Bienvenue à Marwen
|de Robert Zemeckis, 2018, ****
Quand on pense à Robert Zemeckis, on pense souvent aux Retour vers le futur, à À la poursuite du diamant vert, à Qui veut la peau de Roger Rabbit ?, à Forrest Gump, au Drôle de Noël de Scrooge, ou plus récemment à The walk, bref, à des trucs plutôt légers — ce qui n’interdit pas d’avoir du fond, évidemment, j’en connais qui ont été traumatisés par la trempette de la chaussure toon. Mais Zemeckis a aussi fait des films dramatiques dépourvus de tout aspect comique : Flight et Apparences par exemple.
Bienvenue à Marwen restera sans doute très difficile à classer : à première vue, il ressemble aux premiers, mais en fait, il appartient profondément aux seconds.
Évidemment, il y a des aspects amusants. Les séquences animées tirent sur la parodie tarantinesque, avec des héroïnes légèrement vêtues qui débarquent au moment opportun pour tuer des nazis, et les relations de Mark avec son entourage ont souvent un tour comique.
Mais c’est sans doute le film le plus profondément glauque de Zemeckis. L’anti-héros l’explique à la fin : « cette agression a détruit ma vie ». Et c’est, réellement et sans détour, ce que montre le film : un homme pathétique — pas au sens « minable », au sens « qui inspire la pitié et l’émotion ».
Amnésique, emprisonné dans ses manies, fantôme vivant de fantasmes, confondant largement sa fiction auto-thérapeutique et la réalité, il ne lui reste que quelques planches d’avant pour lui rappeler qu’il était un illustrateur apprécié. Ce n’est pas tant une renaissance qu’un chemin de croix que filme Zemeckis et si son personnage finit par obtenir une certaine reconnaissance, rien ne fait oublier à quel point il reste définitivement diminué.

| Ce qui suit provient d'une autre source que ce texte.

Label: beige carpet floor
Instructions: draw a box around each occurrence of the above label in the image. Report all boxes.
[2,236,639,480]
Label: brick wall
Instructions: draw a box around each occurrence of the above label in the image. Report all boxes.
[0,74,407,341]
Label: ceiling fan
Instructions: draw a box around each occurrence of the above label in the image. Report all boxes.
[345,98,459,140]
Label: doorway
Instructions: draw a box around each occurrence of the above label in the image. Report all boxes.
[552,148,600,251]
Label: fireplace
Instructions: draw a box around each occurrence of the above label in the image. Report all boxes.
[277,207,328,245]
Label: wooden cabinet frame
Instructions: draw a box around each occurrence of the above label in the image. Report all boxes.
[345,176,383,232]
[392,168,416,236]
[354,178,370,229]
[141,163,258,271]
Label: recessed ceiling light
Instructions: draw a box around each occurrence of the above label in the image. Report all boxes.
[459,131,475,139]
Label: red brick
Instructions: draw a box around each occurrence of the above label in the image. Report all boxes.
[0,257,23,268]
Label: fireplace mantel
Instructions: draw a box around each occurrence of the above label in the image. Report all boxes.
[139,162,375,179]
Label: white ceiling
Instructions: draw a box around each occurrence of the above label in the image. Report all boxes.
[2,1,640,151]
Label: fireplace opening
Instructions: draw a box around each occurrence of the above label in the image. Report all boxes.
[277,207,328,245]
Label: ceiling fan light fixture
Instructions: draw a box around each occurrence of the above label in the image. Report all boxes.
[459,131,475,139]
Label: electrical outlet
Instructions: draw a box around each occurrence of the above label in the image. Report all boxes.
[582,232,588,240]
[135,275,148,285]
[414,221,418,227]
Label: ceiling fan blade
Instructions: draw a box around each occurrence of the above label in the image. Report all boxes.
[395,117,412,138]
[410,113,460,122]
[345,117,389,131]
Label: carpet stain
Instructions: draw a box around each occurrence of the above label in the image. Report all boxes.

La prestation de Steve Carrell est évidemment au cœur du film. Pour une fois, il ne met pas son physique de citoyen lambda au profit d’un personnage ridiculement comique, mais d’un homme ordinaire largement démoli — physiquement, neurologiquement et moralement. Il confirme que les bons comiques sont de grands tragédiens en tenant imperturbablement son rôle, drogué et maniaque, même lorsque la réalité lui éclate à la gueule et que ce qu’il pensait être une reconstruction se révèle un pur fantasme.
À côté, le reste du casting fait son taf sans éclat spécifique, dans des rôles un poil trop stéréotypés sans doute, et les techniciens s’offrent juste une paire de plans soignés dans une œuvre filmée très classiquement — c’est d’autant plus étonnant que le héros est photographe…
Bienvenue à Marwen n’est donc pas le grand film qu’il aurait pu être avec des seconds rôles plus travaillés, une direction d’acteurs plus cadrée, une photo plus étudiée et une réalisation plus inspirée. Mais il reste fascinant, un vrai type vivant une vraie tragédie de la vraie vie, avec toute l’absurdité dont celle-ci a le secret. On n’en sort clairement pas avec un moral au top, mais au moins, ça frappe — et c’est bien la première qualité d’un film.